Kurduğum düşlerle seni yaşatıyordum..insanların bana bakarken şaşkın ve bön halimin senden olduğunu ne yazık ki bilemiyordu…oldum olası bunları senden başka kimseye anlatamıyordum…ne yapabilirim ki keder mi desem yada başka bir şey…bilemiyorum bunun adını..bilmekte istemiyorum açıkçası…küçük, kutu gibi evimde senin resminle yaşamaya alışmıştım…bu düzenimi bozmaya hiç mi hiç niyetim yoktu..ve bunu kimsenin bozmasına da izin vereceğim….

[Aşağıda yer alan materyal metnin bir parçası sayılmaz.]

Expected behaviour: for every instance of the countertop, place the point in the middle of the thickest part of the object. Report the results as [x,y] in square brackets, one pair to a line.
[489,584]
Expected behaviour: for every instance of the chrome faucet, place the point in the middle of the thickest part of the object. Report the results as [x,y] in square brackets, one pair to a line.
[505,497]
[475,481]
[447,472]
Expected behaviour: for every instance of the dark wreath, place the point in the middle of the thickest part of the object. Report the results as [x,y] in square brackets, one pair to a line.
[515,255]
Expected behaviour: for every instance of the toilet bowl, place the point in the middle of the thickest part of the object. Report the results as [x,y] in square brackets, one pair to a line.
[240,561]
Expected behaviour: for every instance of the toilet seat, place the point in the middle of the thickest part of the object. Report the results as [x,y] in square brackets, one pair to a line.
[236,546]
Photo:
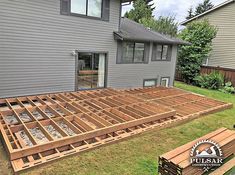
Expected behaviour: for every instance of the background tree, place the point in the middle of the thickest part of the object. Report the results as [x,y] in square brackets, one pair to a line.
[150,3]
[190,57]
[190,13]
[164,25]
[140,10]
[204,6]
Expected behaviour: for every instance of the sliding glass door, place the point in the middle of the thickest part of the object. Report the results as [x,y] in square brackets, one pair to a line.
[91,70]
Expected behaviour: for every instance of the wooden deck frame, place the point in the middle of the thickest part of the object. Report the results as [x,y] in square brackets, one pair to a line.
[91,114]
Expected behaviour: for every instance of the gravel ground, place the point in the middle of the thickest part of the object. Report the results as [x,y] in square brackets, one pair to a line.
[26,139]
[66,128]
[38,135]
[53,132]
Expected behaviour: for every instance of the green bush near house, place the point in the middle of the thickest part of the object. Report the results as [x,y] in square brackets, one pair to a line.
[228,88]
[214,80]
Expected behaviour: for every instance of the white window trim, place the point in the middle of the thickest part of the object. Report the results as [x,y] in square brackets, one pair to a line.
[167,81]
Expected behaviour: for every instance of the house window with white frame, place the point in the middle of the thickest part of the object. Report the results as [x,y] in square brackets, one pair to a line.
[165,81]
[162,53]
[133,52]
[150,82]
[91,8]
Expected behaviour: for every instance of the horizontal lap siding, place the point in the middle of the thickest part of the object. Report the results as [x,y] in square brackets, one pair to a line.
[36,44]
[223,53]
[132,75]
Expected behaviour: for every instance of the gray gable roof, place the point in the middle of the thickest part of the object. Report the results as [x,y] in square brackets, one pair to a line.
[132,31]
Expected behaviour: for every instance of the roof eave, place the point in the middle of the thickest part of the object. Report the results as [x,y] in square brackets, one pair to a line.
[121,38]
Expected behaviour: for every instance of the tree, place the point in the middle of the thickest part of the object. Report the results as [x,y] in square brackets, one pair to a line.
[204,6]
[164,25]
[150,3]
[190,57]
[140,10]
[190,13]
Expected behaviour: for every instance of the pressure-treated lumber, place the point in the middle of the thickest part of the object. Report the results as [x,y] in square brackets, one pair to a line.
[38,129]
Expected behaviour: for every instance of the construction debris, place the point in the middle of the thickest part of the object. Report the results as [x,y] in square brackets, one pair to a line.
[53,131]
[37,115]
[25,138]
[38,135]
[24,117]
[66,128]
[11,120]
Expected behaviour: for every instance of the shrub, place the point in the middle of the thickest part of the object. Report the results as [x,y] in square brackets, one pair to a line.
[228,88]
[214,80]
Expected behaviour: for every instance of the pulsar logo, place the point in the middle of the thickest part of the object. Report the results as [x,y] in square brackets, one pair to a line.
[206,154]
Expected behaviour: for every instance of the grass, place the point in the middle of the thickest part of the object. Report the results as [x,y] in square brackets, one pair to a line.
[137,156]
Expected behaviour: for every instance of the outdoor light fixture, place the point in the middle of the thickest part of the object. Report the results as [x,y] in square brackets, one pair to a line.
[74,53]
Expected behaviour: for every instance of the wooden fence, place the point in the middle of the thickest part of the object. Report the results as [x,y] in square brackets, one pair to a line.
[229,74]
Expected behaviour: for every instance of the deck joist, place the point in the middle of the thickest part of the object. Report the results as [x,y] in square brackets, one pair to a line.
[39,129]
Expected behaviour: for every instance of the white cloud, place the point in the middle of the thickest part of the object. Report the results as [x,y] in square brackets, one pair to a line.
[178,8]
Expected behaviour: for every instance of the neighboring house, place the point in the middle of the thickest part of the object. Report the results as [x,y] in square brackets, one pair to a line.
[56,46]
[223,17]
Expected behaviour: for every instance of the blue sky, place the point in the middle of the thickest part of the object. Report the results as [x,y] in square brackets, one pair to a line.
[178,8]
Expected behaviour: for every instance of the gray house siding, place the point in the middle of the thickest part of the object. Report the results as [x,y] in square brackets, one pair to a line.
[36,44]
[133,75]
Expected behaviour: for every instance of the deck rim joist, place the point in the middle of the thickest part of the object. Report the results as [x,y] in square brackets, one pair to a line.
[91,114]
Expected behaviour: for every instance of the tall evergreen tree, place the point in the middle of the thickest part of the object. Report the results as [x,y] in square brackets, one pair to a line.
[150,3]
[165,25]
[190,13]
[204,6]
[140,10]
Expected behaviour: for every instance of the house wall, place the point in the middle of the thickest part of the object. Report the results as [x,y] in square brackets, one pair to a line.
[36,43]
[132,75]
[223,53]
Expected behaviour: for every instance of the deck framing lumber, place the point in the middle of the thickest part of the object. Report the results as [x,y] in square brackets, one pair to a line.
[88,117]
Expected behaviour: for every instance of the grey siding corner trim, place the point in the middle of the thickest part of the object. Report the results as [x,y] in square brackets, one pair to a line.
[36,54]
[151,79]
[120,53]
[168,78]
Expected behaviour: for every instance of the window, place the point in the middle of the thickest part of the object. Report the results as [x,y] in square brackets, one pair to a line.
[162,53]
[91,8]
[150,82]
[133,52]
[165,81]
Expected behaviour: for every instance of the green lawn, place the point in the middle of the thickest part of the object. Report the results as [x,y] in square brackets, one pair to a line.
[137,156]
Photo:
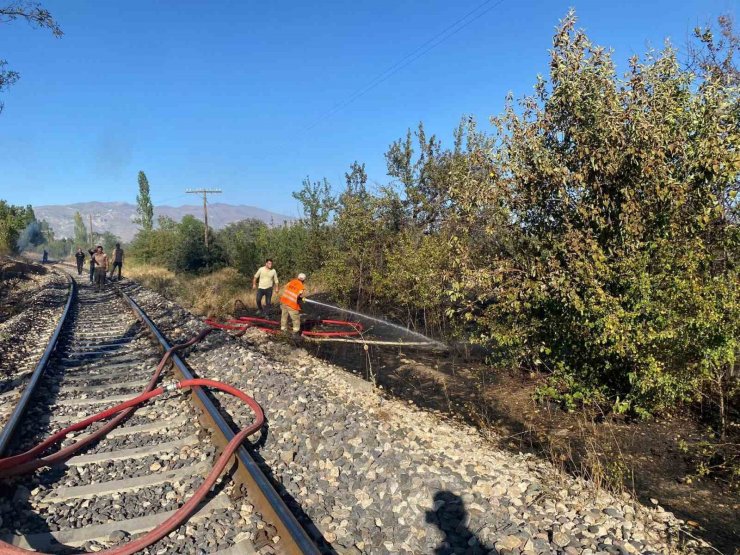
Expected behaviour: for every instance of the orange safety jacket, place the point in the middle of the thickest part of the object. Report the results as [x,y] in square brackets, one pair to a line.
[292,291]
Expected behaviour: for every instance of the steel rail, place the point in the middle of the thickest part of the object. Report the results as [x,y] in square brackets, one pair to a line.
[20,408]
[263,494]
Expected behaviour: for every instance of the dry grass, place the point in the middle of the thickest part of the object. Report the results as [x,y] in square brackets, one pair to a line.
[209,295]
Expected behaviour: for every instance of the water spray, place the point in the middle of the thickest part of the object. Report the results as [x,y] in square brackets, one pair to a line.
[422,339]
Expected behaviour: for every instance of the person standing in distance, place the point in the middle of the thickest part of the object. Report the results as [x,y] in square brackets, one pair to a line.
[268,281]
[117,261]
[92,265]
[290,303]
[101,267]
[80,259]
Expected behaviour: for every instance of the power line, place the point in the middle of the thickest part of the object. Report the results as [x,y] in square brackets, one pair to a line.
[205,193]
[411,57]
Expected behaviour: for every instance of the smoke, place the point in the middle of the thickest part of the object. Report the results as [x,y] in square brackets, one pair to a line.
[30,237]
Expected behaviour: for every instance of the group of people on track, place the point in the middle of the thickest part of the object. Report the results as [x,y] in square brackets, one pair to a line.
[100,263]
[265,281]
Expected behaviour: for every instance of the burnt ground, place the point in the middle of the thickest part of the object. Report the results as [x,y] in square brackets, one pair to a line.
[642,457]
[17,280]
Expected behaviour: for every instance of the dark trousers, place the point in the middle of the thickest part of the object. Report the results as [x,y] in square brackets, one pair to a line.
[113,269]
[99,278]
[267,294]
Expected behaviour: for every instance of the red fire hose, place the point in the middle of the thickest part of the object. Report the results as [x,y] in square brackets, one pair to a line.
[346,329]
[28,461]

Bir gün ansızın kapımın demirden yapılı çıngırağı çalındı….kim olabilir diye kendi kendime sormaya başladım…çünkü senden başka kimsem yoktu ve olamazdı…ev sahibi desem o olamazdı…ihtiyar ev sahibem de benim gibi kimsesizdi..bir gün ansızın hastalanınca tertemiz yüreği ile birlikte bu dünyadan göçüp gitti.zavallı ihtiyar gittiği zaman bu kutu gibi küçük evi bana bırakıp öyle son nefesini veriştirip gitmişti…ben bu sıcak duygularla sarsılırken ahşap kapımın çıngırağı git gide hızlanmaya başladı…kapı kırılmadan açmalıydım…kapıyı açar açmaz karşımda gördüğüm kişi her gün devasa resimlerine bakıp ta hayal ettiğim o güzelim narince sevgiliydi…onu gördüğüm an şaşkınlığımı ne yapsam gizleyemezdim..içim öyle bir devinim yaşıyordu ki bunu anlatmaya cümle bulamıyorum… bir yakamoz gibi renk değiştiriyordu yüzüm…neredeyse kalbim duracaktı…ellerim tir tir titriyordu..dizlerim seğirtip duruyor,söyleyeceğim tüm cümleler yutakta tıkışıp kalıyordu…öyle sevinçli ve heyecanlıydım ki avazım çıkana kadar bar bar bağırmak içimden geliyordu…tüm dünyaya seni öylece duyurmak istiyordum…çünkü sensiz kaldığım o günlerin acısını bir anda çıkarmalıydım….düşünsenize on yıllık komşum bile bu hüzünlü halimden haberdar değildi…..onu o güzel elerinden tutmaya karar verdim…bir anda o temiz apak elerine dokunmak bana zor geldi…çünkü düşlerimde hayal ettiğim o güzel sevgiliye hiç dokunmamalıydım….onun tertemiz arıtılmış halini benim bozmaya hiç hakkım yoktu…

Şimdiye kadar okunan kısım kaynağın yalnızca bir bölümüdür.